Das melhores sensações do mundo: entrar numa sala de cinema sem ter a menor ideia do que vai acontecer. Fui assistir “Parasita” assim. Sabia que o filme estava sendo bastante elogiado. Sabia que o filme tinha ganhado a Palma de Ouro em Cannes e sido ovacionado lá. Sabia que o diretor, Bong Joon Ho, já havia feito coisas interessantes como “Okja” (2017), lançado pela Netflix. Mais que isso, não sabia.
“Parasita” conta a história de duas famílias.

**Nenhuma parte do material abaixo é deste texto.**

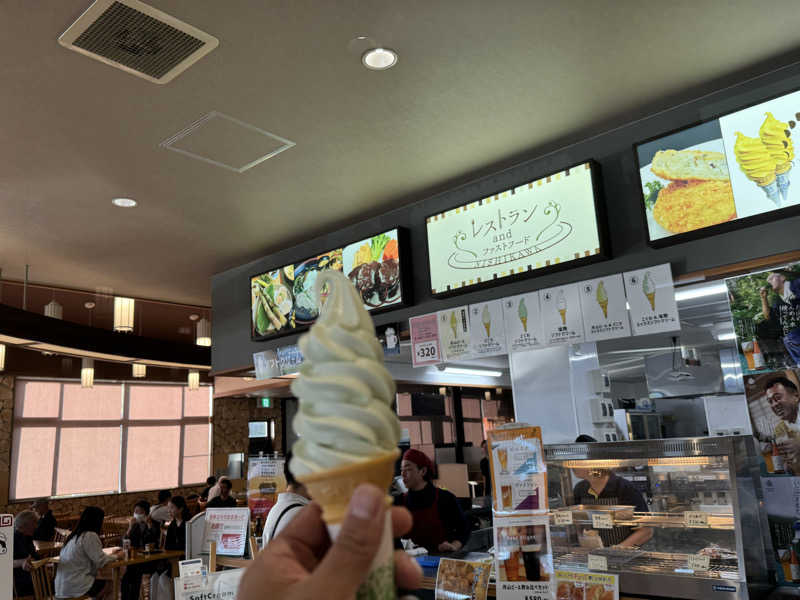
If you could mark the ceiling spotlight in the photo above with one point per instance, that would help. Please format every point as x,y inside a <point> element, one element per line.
<point>379,59</point>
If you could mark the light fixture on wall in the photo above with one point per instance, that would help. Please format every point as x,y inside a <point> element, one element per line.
<point>203,337</point>
<point>123,314</point>
<point>53,310</point>
<point>194,379</point>
<point>87,372</point>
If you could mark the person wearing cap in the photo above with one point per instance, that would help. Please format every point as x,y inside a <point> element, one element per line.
<point>439,524</point>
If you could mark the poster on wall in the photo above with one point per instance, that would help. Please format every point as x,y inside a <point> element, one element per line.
<point>604,308</point>
<point>651,296</point>
<point>425,348</point>
<point>523,322</point>
<point>550,223</point>
<point>454,332</point>
<point>766,318</point>
<point>487,330</point>
<point>562,322</point>
<point>524,558</point>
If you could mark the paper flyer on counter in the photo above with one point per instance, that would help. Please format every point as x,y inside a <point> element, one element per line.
<point>586,586</point>
<point>454,335</point>
<point>651,296</point>
<point>462,579</point>
<point>604,308</point>
<point>523,557</point>
<point>487,330</point>
<point>523,322</point>
<point>425,348</point>
<point>519,478</point>
<point>561,315</point>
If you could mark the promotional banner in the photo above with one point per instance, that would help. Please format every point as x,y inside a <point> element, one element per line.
<point>265,480</point>
<point>604,309</point>
<point>544,223</point>
<point>524,558</point>
<point>487,330</point>
<point>425,349</point>
<point>562,322</point>
<point>766,318</point>
<point>523,322</point>
<point>454,332</point>
<point>519,478</point>
<point>651,296</point>
<point>462,579</point>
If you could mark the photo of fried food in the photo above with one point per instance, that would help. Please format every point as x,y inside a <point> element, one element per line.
<point>688,205</point>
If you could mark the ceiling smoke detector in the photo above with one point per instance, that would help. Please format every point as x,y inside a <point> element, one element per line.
<point>137,38</point>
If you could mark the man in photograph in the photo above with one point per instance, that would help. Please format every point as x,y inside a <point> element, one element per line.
<point>785,310</point>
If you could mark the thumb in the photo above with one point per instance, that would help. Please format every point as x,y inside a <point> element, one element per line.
<point>347,562</point>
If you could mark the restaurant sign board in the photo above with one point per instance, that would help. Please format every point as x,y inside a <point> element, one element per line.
<point>543,225</point>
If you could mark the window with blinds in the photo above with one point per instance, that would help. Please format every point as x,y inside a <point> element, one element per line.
<point>114,437</point>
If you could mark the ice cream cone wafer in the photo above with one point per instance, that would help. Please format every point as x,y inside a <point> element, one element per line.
<point>333,488</point>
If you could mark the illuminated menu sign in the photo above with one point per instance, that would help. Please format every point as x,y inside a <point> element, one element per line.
<point>725,173</point>
<point>543,225</point>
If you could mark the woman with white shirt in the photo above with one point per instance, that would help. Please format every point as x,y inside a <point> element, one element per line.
<point>82,557</point>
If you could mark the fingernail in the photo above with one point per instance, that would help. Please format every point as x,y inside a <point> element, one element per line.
<point>366,502</point>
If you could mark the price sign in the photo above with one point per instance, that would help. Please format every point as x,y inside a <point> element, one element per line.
<point>563,517</point>
<point>698,562</point>
<point>598,563</point>
<point>602,521</point>
<point>697,519</point>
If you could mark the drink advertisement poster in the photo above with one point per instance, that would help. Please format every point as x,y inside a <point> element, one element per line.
<point>523,322</point>
<point>462,579</point>
<point>265,480</point>
<point>524,558</point>
<point>425,348</point>
<point>766,318</point>
<point>651,296</point>
<point>487,330</point>
<point>229,528</point>
<point>454,335</point>
<point>586,586</point>
<point>604,308</point>
<point>561,315</point>
<point>519,478</point>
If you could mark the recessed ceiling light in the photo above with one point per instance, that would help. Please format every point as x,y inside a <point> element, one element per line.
<point>379,59</point>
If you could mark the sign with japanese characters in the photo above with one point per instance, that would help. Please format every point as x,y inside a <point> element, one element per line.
<point>651,296</point>
<point>523,322</point>
<point>538,225</point>
<point>454,335</point>
<point>487,330</point>
<point>604,308</point>
<point>561,315</point>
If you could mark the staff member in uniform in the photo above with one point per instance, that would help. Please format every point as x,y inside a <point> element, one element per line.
<point>604,487</point>
<point>439,524</point>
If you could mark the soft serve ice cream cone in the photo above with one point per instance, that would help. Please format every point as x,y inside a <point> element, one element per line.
<point>348,430</point>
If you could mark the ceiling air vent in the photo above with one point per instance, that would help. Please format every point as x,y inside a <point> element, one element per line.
<point>137,38</point>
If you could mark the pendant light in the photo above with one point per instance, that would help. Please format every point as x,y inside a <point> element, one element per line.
<point>203,337</point>
<point>194,379</point>
<point>87,372</point>
<point>123,314</point>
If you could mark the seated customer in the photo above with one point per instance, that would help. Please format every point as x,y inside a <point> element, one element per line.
<point>288,505</point>
<point>439,524</point>
<point>160,512</point>
<point>24,552</point>
<point>46,527</point>
<point>224,499</point>
<point>81,557</point>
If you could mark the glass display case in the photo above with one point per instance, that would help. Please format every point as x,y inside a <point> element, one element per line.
<point>677,518</point>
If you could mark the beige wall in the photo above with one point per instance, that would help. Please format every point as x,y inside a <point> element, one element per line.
<point>230,434</point>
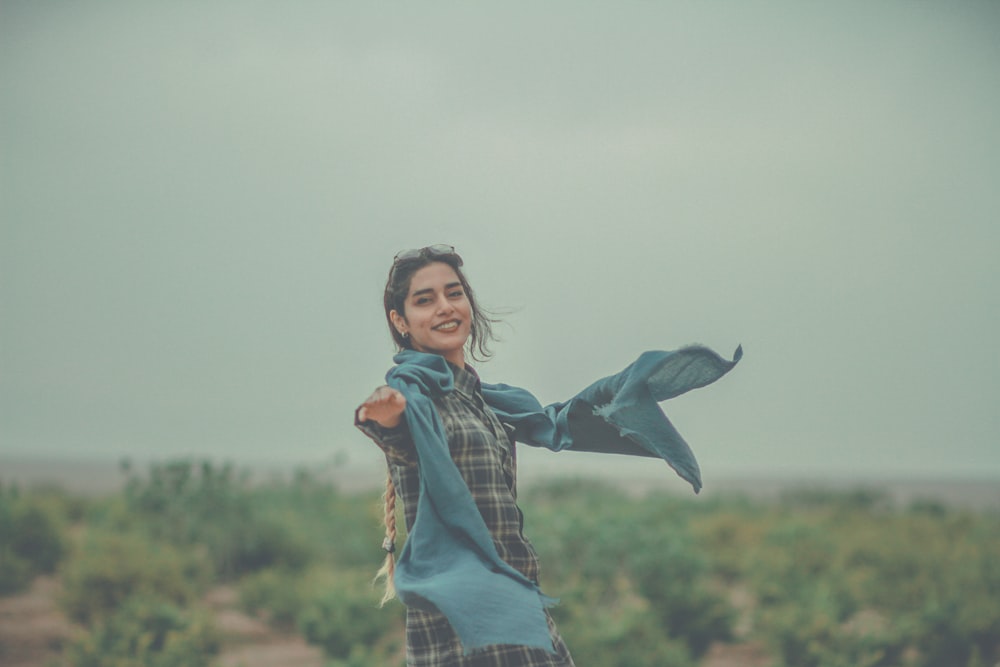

Num primeiro momento, nos apresenta os Kim: um casal, um filho e uma filha que sobrevivem como podem num bairro pobre de Seul. O apartamento, claustrofóbico e sujo, fica abaixo da linha da calçada, o que faz com que os Kim não tenham iluminação, tenham constantes problemas com bêbados urinando na sua janela e tenham um banheiro ergonomicamente muito difícil de ser usado. Os Kim se viram: andam pela casa caçando o wi-fi da vizinhança e fazem (mal) sub-trabalhos para sobreviver, como dobrar caixas de pizza ou coisas assim.

Os acasos do roteiro acabam levando Ki-woo Kim (Woo-sik Choi) a trabalhar para os Park: assim como os Kim, uma família de coreanos com um casal, um filho e uma filha. Mas as semelhanças terminam por aí. Os Park são imensamente ricos. O patriarca Dong-ik Park (Sun-kyun Lee) é um magnata da indústria de inovação (não fica claro exatamente no que, e não é necessário que fique). Sua esposa tem a responsabilidade de cuidar dos dois filhos e da casa. Aliás, que casa! Uma obra-prima da arquitetura moderna, a casa é ampla, iluminada e com grandes espaços verdes. Cada móvel, cada objeto de decoração dá a impressão de ser muito, muito caro.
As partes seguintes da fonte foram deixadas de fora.